Over 30 tourism-related activities from April to June are set ranging

from sports and adventure, cultural and arts and party and leisure around most of Davao Region including Davao City, Sta. Cruz, Davao del Sur, Island Garden City of Samal, Davao del Norte, Compostela Valley, Mati City and the province of Davao Oriental.

“When we first launch this we focused in Davao but the succeeding years, we went beyond, but this year we widened our coverage, we now include the Compostela Valley, and we stretched it to 10-week season-long celebration,” Benjamin Lizada, chair of Davao Fun Sale Execom and President of Restaurant Owners Association of Davao City said.

This project, which has been running for half a decade in the region, is nothing short of laudable. But what benefits have we gained so far since year one?

Organizers have been claiming that tourist arrivals have been projecting an upward trend even with the slight setback caused by the martial law declaration last year.

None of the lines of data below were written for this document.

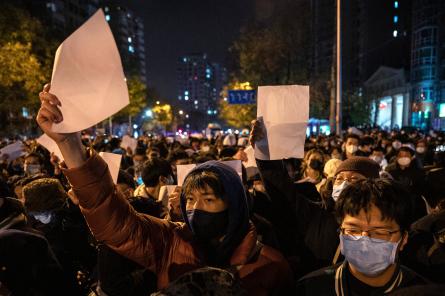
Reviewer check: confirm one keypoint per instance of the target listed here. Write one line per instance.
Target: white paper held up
(183, 170)
(88, 77)
(284, 112)
(113, 161)
(129, 142)
(50, 145)
(14, 150)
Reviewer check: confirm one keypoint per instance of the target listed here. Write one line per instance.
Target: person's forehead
(404, 153)
(350, 174)
(370, 219)
(32, 159)
(349, 140)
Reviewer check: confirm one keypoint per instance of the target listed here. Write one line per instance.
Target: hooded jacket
(165, 247)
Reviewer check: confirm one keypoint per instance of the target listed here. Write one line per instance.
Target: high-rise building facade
(428, 64)
(65, 16)
(128, 31)
(199, 85)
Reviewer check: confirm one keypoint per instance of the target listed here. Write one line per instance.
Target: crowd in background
(48, 246)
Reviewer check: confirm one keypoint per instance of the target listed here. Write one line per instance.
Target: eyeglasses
(339, 180)
(376, 235)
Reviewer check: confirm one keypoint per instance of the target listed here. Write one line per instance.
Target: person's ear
(404, 240)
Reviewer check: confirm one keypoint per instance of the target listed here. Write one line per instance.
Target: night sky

Last January, the Davao City Tourism Operations Office (CTOO) bared that the city breached the two-million tourist arrival record in 2017.

But this is just Davao City alone.

However, no matter people would think that the region is growing in terms of tourism, the fact still remains: we lag far behind our foreign neighbors when in fact we have more potentials than them. We just need to work it out, the right way inclusively.

Yes, tourism stakeholders in the region have made major actions to put Davao in the tourism map worldwide but a long road still needs to be paved. There is still much work needed to be done to finally say that we have already tapped the tourism potentials of the region in a sustainable way.

Also, the region, with its luscious beach resources can be an international destination like Mati’s Dahican, can learn so much from the mistake of Boracay.